Slightly perplexed by her diffidence, Simon regarded her intently, while the jeweler tactfully retreated to the back of the shop. Gently Simon laid the necklace back in its bed of velvet and took Annabelle’s hand in his. His thumb caressed the backs of her fingers. “What is it, sweet? There are other jewelers if this one’s wares are not to your taste—”

“Oh, it’s not that! I suppose I’m so accustomed to not buying things, that it’s rather difficult to adjust to the fact that I can now.”

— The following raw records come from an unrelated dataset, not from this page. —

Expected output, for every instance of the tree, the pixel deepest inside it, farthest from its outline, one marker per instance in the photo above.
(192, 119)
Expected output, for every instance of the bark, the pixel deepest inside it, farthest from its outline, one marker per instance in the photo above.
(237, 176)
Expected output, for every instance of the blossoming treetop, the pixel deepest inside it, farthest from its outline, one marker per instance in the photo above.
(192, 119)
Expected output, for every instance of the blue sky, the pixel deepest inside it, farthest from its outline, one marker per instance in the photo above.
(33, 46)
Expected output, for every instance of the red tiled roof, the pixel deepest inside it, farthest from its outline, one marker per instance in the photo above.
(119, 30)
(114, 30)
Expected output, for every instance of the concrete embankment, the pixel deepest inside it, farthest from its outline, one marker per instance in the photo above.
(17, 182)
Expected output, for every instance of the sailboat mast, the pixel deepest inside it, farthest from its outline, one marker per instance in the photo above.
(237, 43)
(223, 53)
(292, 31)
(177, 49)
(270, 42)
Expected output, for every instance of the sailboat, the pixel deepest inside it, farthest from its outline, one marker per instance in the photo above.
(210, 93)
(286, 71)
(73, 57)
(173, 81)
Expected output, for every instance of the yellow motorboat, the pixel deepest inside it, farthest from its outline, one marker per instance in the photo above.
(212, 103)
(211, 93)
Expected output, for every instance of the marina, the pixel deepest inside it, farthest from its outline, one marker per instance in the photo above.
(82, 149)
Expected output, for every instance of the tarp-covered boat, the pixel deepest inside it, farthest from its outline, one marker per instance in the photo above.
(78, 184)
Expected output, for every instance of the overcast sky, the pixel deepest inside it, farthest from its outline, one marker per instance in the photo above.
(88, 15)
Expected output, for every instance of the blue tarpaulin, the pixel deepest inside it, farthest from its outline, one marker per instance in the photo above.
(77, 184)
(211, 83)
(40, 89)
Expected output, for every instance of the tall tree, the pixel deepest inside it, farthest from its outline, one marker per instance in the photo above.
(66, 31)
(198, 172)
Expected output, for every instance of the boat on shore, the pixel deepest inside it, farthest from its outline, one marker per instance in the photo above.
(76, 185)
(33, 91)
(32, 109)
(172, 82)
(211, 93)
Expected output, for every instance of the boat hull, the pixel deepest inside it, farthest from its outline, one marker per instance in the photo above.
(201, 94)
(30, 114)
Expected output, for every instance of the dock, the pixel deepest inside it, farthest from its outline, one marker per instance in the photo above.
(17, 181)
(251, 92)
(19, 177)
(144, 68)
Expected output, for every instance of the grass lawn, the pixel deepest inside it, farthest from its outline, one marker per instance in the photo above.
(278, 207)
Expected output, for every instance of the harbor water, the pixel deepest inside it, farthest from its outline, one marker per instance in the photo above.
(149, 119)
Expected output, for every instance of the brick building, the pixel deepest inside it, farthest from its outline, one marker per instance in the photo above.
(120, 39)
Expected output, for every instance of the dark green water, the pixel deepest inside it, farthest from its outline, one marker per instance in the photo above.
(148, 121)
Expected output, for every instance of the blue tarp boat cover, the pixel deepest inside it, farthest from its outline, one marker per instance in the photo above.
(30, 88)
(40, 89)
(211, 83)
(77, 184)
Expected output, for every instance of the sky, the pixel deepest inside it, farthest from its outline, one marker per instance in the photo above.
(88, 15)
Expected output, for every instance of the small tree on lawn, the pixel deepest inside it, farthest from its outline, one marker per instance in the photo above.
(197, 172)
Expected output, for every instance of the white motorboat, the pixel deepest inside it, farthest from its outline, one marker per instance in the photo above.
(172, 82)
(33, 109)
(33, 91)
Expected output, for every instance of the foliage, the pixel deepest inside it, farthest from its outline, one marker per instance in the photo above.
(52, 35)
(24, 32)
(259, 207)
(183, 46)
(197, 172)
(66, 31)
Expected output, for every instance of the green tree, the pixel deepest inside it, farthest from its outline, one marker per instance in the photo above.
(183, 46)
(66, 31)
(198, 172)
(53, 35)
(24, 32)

“I have every expectation that you’ll be able to overcome that problem,” Simon replied dryly. “In the meanwhile, I’m tired of seeing you in paste jewels. If you can’t bring yourself to choose something, then allow me.” He proceeded to select two pairs of diamond earrings, the flowered necklace, a bracelet, two long ropes of pearls, and a ring with a five-carat pearshaped diamond. Unnerved by such extravagance, Annabelle had offered a few halfhearted protests, until Simon laughed and told her that the more she objected, the more he was going to buy. She promptly closed her mouth and watched with wide eyes as the jewelry was purchased and placed in a velvet-lined mahogany trunk with a little handle on top. Everything except the ring, which Simon slid onto her finger, ascertained that it was too loose, and gave it back to the jeweler.

“What about my ring?” Annabelle asked, holding the mahogany box with both hands as they left the shop. “Are we just going to leave it there?”

Amused, Simon arched his brow as he glanced down at her. “He’s going to resize the band and send it to the hotel later.”

“But what if it gets lost?”

“What happened to your objections? In the shop, you behaved as if you didn’t even want it.”

“Yes, but now it’s mine,” she said worriedly, causing him to roar with laughter.

To her relief, the ring was safely delivered to the hotel that evening, in a little velvet-lined box. While Simon gave a coin to the man who had brought it, Annabelle hurriedly emerged from her bath, dried herself, and donned a fresh white nightgown. Closing the door, Simon turned to discover that his wife was standing right behind him, her face lit with the anticipation of a child on Christmas morning. He couldn’t help smiling at her expression, seeing that her efforts to be ladylike were fast being demolished in a rush of excitement. The ring glittered and flashed as he took it from the box and reached for Annabelle’s hand. He slid the ring onto her fourth finger, fitting it snugly against the simple gold band he had given her on their wedding day.

Together they admired the sight of the diamond on her hand, until Annabelle threw her arms around him with an exclamation of delight. Before he could respond, she broke away and did a little dance of glee in her bare feet. “It’s so lovely—look how it sparkles! Simon, do go away—I’m well aware of how horridly mercenary I must appear. Never mind, I am mercenary, and you may as well know it. Oh, I do love this ring!”